Surtout, la transformation numérique dans un organisme de la taille et de la culture de la CFE prend entre cinq et dix ans pour produire des effets mesurables sur les coûts — un horizon incompatible avec l'urgence financière documentée dans le rapport.
Présenter le numérique comme une solution à court terme est une promesse que l'histoire des réformes des organismes sociaux français invalide systématiquement.

Ce que le rapport n'ose pas dire
La vraie réforme de performance à la CFE n'est pas technologique — elle est managériale et de gouvernance. Tant que le conseil d'administration reste composé d'intérêts représentatifs multiples sans mécanisme de responsabilité financière contraignant, aucune recommandation sur les effectifs ou le numérique ne sera pleinement exécutée.
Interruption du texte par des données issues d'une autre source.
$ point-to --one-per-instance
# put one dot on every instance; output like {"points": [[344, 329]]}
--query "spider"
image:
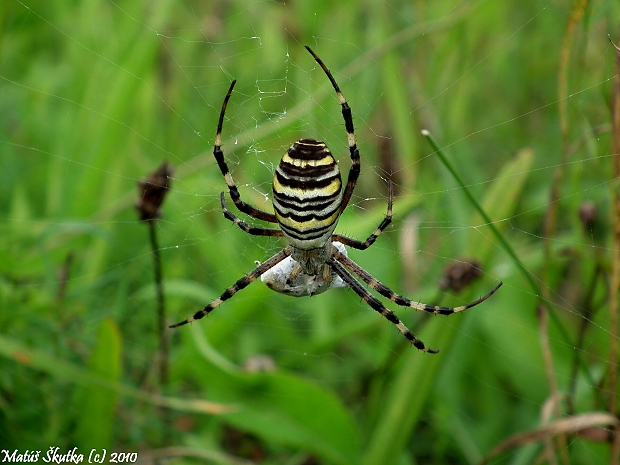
{"points": [[308, 199]]}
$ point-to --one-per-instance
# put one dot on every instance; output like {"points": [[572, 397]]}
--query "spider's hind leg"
{"points": [[376, 305], [240, 284]]}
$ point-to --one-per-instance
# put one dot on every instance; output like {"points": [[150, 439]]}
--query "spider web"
{"points": [[126, 120]]}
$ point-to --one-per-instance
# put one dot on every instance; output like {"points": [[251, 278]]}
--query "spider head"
{"points": [[307, 194]]}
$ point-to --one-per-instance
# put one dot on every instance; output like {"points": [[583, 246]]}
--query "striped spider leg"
{"points": [[308, 199]]}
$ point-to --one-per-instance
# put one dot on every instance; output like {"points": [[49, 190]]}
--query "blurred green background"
{"points": [[95, 94]]}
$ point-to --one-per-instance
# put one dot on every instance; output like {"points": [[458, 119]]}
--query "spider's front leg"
{"points": [[219, 157]]}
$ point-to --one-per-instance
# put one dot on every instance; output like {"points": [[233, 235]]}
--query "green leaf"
{"points": [[96, 405], [290, 410]]}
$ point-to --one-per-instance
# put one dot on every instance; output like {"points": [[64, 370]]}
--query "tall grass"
{"points": [[95, 95]]}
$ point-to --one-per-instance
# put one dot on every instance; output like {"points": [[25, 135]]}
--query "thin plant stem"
{"points": [[615, 274], [161, 310]]}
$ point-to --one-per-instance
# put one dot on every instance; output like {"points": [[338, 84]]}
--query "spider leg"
{"points": [[219, 157], [373, 237], [376, 305], [244, 226], [398, 299], [354, 171], [240, 284]]}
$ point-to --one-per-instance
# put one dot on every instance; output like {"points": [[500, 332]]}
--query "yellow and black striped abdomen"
{"points": [[307, 193]]}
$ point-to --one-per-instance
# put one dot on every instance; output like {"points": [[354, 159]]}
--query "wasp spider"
{"points": [[308, 199]]}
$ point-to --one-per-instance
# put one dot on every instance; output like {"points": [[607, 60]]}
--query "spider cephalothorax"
{"points": [[308, 199]]}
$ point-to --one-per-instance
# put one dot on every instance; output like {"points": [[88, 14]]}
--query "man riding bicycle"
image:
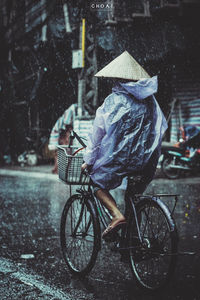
{"points": [[126, 135]]}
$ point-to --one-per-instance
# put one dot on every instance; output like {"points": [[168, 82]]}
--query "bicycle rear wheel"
{"points": [[80, 235], [153, 261]]}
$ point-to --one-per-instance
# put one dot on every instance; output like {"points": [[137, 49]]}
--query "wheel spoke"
{"points": [[79, 234], [152, 262]]}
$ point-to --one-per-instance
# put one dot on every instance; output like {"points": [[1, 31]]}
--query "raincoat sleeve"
{"points": [[95, 137]]}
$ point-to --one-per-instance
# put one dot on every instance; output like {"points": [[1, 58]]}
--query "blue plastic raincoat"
{"points": [[127, 129]]}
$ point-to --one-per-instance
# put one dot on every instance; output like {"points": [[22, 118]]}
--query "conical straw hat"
{"points": [[124, 67]]}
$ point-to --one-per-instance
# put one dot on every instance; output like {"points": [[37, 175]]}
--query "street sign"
{"points": [[77, 59]]}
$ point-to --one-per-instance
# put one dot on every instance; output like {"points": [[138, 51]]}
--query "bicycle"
{"points": [[149, 240]]}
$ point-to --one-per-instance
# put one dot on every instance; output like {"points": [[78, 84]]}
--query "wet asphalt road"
{"points": [[30, 210]]}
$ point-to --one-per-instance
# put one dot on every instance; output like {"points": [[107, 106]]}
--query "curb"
{"points": [[5, 172]]}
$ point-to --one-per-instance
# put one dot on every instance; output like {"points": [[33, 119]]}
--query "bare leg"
{"points": [[106, 198]]}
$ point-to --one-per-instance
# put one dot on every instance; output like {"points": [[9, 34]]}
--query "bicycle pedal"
{"points": [[115, 247], [112, 238]]}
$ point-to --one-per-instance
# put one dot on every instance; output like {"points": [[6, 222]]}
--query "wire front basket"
{"points": [[69, 165]]}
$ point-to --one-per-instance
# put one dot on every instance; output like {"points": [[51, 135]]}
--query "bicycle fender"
{"points": [[163, 207]]}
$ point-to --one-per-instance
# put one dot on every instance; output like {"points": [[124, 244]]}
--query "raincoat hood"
{"points": [[126, 133], [141, 89]]}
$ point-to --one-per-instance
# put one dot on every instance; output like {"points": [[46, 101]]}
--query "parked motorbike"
{"points": [[179, 160]]}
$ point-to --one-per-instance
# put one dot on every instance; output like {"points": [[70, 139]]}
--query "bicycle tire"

Ce que la réforme paramétrique ne peut pas faire seule
Derrière tous ces chiffres, derrière ces ratios et ces projections, il y a une réalité humaine que les inspecteurs mentionnent sans en faire le centre de leur raisonnement : la CFE est le seul filet de protection sociale accessible sans questionnaire de santé, sans critère d'âge, à plus de 100 000 Français établis hors de France, dont beaucoup sont âgés, isolés, atteints de maladies chroniques, ou tout simplement trop malades pour être acceptés par n'importe quel assureur privé.
Affaiblir la CFE faute d'une réforme courageuse, ce n'est pas une opération comptable — c'est abandonner des compatriotes aux lois d'un marché qui, lui, pratique la sélection médicale sans état d'âme.
La réforme paramétrique est techniquement honnête et politiquement prudente — trop prudente. Elle corrige des paramètres sans réformer le système. Elle demande à des adhérents de payer plus sans garantir que ce surplus ne sera pas absorbé par l'inflation des coûts hospitaliers étrangers. Elle réclame une action législative que l'instabilité chronique de la politique française rend hypothétique. Et surtout, elle laisse intacte la contradiction fondamentale : un État qui impose des obligations de solidarité à un organisme privé tout en contribuant à hauteur de moins de 750 000 euros pour une charge de 5 millions — soit moins de 15 centimes par euro de mission déléguée.
La vraie question n'est pas "comment ajuster les curseurs de la CFE ?" — c'est : quel modèle de protection sociale voulons-nous offrir aux Français de l'étranger, et qui est prêt à en payer le vrai prix ? Tant que cette question ne sera pas posée publiquement, avec honnêteté, par les pouvoirs publics, les élus des Français de l'étranger et les administrateurs de la CFE, les réformes paramétriques se succéderont — chacune rationalisant à la marge un édifice dont ce sont les fondations qui ont besoin d'être repensées.
Analyse indépendante rédigée à partir de sources publiques : rapport conjoint IGF–IGAS, septembre 2025 · Comptes annuels de la CFE · Publications AFE, ASFE · Mémo CFE Cambodge, avril 2026 · Entretien Isabelle Frej, Français du monde, novembre 2024.